II. Employees to Whom This Code Applies

 

This entire Code applies to all Employees of Columbia Partners unless the CCO

determines that certain of the reporting or preclearance portions of this Code do not apply to a particular Employee. Employees are required to retain a copy of this Code.

 

III. Business Conduct Standards

 

Employees are required to comply with the fiduciary duties placed on investment

advisers including but not limited to the following standards of conduct:

 

A. Do Not Engage in Fraudulent Activity

Information obtained in the course of business activities for Columbia Partners, which is not otherwise generally available to the public, is proprietary and strictly confidential. In particular, no Employee shall (i) misuse material, non-public information whether obtained in the course of business activities for Columbia Partners or otherwise; (ii) employ any device, scheme or artifice to defraud clients of Columbia Partners; (iii) make any untrue statement of a material

fact to clients or potential clients of Columbia Partners; (iv) engage in any act, practice, or course of business which operates to defraud or deceive clients or

potential clients of Columbia Partners; (v) engage in any manipulative practice with respect to clients or potential clients of Columbia Partners; or (vi) misappropriate any assets or investment opportunities of a client.

 

B. Unlawful Actions

 

It is unlawful or any Employee, in connection with the purchase or sale, directly or indirectly, by the person of a Covered Security to be Held or to be Acquired by a Columbia Partners Client Account:

 

_ To employ any device, scheme or artifice to defraud the Columbia Partners Client Account;

_ To make any untrue statement of a material fact to the Columbia Partners Client Account or omit to state a material fact necessary in order to make the statements made to the Columbia Partners Client Account, in light of the circumstances under which they are made, not misleading;

_ To engage in any act, practice or course of business that operates or would operate as a fraud or deceit on the Columbia Partners Client

Account; or

_ To engage in any manipulative practice with respect to the Columbia Partners Client Account.

 

C. Place the Interests of Client Accounts First

 

Columbia Partners has a fiduciary duty to place at all times the interests of Columbia Partners’ clients first. As fiduciaries you must scrupulously avoid serving your own personal interests ahead of the interests of Columbia Partners’ clients. You may not cause a client to take action, or not to take action, for your personal benefit rather than the benefit of the client.

 

D. Execute Personal Securities Transactions in Compliance with this Code

 

Your personal Securities transactions must be conducted in such a manner to avoid any actual, potential or perceived conflict of interest or any abuse of an individual’s position of trust and responsibility. Accordingly, you must comply with the personal trading policies and procedures set forth in this Code.
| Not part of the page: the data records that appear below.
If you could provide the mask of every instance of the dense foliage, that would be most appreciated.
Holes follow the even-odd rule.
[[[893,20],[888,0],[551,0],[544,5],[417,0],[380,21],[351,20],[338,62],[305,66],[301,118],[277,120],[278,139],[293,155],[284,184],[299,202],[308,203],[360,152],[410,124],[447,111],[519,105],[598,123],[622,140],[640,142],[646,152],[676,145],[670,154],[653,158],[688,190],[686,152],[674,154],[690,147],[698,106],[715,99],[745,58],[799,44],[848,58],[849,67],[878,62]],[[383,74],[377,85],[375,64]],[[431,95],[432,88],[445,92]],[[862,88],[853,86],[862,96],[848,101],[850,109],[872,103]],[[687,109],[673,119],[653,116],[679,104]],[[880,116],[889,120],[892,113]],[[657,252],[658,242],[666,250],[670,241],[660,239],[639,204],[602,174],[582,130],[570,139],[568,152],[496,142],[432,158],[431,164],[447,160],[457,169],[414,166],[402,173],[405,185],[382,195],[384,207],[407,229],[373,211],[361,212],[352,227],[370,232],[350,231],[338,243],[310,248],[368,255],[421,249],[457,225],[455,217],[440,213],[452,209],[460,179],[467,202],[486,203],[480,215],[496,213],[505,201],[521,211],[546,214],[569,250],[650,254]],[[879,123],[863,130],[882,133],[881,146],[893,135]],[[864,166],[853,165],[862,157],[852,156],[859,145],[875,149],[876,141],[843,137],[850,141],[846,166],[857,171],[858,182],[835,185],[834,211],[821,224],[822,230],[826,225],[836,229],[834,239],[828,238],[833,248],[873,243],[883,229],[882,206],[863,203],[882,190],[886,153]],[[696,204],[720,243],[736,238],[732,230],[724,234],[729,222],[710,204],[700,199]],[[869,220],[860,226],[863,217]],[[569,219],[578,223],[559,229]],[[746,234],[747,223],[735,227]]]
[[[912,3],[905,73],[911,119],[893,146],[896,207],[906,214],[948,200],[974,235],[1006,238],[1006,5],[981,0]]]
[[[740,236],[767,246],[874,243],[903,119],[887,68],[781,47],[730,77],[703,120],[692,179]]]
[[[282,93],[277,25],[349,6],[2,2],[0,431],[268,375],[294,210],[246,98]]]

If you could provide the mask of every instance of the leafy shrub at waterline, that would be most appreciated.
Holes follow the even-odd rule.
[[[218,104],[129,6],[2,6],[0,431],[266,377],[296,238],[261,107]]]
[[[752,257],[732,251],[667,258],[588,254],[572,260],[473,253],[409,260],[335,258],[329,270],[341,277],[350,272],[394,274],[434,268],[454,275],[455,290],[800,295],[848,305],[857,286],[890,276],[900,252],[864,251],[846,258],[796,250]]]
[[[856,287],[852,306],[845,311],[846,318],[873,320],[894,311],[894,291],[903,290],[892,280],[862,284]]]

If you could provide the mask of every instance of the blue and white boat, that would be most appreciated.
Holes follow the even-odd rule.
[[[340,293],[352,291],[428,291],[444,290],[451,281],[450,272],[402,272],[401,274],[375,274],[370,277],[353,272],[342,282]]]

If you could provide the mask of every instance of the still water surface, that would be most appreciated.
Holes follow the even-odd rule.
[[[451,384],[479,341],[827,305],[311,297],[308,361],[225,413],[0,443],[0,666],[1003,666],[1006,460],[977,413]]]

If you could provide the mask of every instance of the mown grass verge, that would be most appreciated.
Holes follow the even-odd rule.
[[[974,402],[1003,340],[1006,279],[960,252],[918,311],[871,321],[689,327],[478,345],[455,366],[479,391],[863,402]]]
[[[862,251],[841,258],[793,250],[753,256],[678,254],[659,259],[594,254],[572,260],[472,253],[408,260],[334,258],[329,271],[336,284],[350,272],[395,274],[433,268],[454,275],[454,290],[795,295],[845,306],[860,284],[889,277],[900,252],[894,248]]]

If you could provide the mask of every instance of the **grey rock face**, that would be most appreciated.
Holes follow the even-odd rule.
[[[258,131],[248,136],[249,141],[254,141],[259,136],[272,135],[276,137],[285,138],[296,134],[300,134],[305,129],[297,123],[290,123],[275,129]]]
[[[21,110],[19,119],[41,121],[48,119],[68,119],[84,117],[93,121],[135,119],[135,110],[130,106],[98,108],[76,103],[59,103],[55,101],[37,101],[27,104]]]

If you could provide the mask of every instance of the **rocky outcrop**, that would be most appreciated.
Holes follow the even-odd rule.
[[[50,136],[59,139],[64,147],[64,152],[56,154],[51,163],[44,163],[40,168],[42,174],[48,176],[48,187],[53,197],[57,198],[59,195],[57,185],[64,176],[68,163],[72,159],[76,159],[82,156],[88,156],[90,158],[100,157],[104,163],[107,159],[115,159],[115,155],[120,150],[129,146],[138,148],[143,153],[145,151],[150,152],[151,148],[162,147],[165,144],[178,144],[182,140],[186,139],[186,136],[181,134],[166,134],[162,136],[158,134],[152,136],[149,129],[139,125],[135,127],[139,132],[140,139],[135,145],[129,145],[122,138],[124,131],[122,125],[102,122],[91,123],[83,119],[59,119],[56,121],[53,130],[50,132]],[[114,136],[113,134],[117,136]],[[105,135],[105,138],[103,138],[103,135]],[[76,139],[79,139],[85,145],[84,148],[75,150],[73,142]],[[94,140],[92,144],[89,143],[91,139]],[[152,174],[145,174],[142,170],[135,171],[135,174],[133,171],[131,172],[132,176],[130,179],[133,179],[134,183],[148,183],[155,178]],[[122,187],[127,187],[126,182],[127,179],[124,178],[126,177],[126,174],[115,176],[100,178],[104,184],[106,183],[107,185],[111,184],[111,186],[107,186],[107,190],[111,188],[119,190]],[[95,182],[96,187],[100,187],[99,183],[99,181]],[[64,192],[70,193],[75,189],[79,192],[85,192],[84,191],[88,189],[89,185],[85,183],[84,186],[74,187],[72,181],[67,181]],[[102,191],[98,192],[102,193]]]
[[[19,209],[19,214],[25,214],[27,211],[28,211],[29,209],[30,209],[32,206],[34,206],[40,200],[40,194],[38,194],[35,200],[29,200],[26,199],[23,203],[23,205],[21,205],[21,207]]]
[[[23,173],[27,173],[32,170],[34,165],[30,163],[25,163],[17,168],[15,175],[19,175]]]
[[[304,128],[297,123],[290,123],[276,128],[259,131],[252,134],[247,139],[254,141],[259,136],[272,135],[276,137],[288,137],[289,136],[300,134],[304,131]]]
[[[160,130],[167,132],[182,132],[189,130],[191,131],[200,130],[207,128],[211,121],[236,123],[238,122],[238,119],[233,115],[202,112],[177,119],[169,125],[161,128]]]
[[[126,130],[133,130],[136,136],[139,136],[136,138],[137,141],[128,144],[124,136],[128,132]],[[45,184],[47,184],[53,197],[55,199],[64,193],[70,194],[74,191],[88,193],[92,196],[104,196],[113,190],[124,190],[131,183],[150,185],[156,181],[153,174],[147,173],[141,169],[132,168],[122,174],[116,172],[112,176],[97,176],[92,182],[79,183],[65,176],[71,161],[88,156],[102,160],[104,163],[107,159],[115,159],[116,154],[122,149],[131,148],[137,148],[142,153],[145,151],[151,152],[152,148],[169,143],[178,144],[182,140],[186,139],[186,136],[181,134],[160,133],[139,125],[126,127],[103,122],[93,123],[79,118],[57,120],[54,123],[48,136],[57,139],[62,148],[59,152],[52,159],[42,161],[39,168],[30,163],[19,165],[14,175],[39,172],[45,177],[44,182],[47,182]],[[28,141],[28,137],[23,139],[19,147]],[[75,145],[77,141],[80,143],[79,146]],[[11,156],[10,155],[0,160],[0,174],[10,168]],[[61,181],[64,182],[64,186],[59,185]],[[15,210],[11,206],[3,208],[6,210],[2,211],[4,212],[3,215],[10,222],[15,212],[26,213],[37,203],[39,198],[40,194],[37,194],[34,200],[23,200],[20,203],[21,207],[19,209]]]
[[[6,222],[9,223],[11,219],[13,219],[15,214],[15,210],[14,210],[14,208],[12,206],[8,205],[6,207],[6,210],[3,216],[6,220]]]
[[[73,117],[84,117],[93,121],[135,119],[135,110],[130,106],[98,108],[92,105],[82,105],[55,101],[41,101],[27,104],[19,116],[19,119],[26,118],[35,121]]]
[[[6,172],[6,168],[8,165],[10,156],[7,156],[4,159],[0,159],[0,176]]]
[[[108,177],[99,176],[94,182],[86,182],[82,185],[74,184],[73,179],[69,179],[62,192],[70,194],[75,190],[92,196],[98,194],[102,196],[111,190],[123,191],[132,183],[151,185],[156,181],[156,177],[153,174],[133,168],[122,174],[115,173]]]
Doubtful situations should be resolved against your personal trading.

 

E. Compliance with Federal Securities Laws

 

Employees must obey all laws and regulations applicable to Columbia Partners’ business, including but not limited to, the Federal Securities Laws.

 

IV. Personal Trading Activity

 

A. Prohibition Against Fraudulent Trading Activity

As a general matter, it is a violation of federal law and the policies of Columbia Partners for any of its Employees to engage in any act, practice or course of business in connection with the purchase or sale of any Securities for an Employee Account which violates any of the Federal Securities Laws designed to prevent fraudulent, deceptive, or manipulative acts. Two common examples of such prohibited activities are described below. However, any fraudulent practice in connection with the purchase or sale of Securities for Employee Accounts is prohibited by the Federal Securities Laws and Columbia Partners. Employee Account is defined at the end of this Code. However, generally, it includes but is not limited to 1) each Employee’s personal account; and 2) any account of any member of an Employee’s family residing with him/her; or 3) any other account including a trust or partnership, over which the Employee or his or her family member exercises investment discretion.

 

B. Common Examples of Fraudulent Personal Trading

 

(i) General Prohibition Against Front-Running

 

The practice of trading on the basis of the anticipated market effect of trades for Client Accounts, which is known as “front-running,” or “scalping,” is a violation of the Federal Securities Laws. Examples of front-running or scalping include:

(a) An Employee Account uses knowledge of a future purchase of a security by a Client Account and acquires direct or indirect ownership in the security before the Client Account buys the security. (b) An Employee Account uses knowledge of a future sale of a security by a Client Account and sells

(short or long) the security before the Client Account sells the security.

 

(ii) General Prohibition Against Trading Client Accounts to Benefit Employees

 

The practice of trading a Client Account for the purpose of benefiting an Employee’s Account is prohibited by the Federal Securities Laws.

 

C. Blackout Period

 

Employee Accounts may not trade securities within 5 calendar days of a client trade or within 7 days of when a Portfolio Manager or Trader is planning to trade that security for a client. However, in instances where the entire position in a security is being sold out of all client portfolios, it is acceptable for an Employee Account to sell that security one day after the completion of the sale in the clients’ portfolios. Any profits realized on trades which violate this policy may be required to be disgorged. The 5 day blackout period does not apply to any Employee Account in which the Employee and his or her family member have no investment discretion and any trades made by an Employee Account under a DRIP program or Automatic Investment Program (collectively “Automatic Trades”).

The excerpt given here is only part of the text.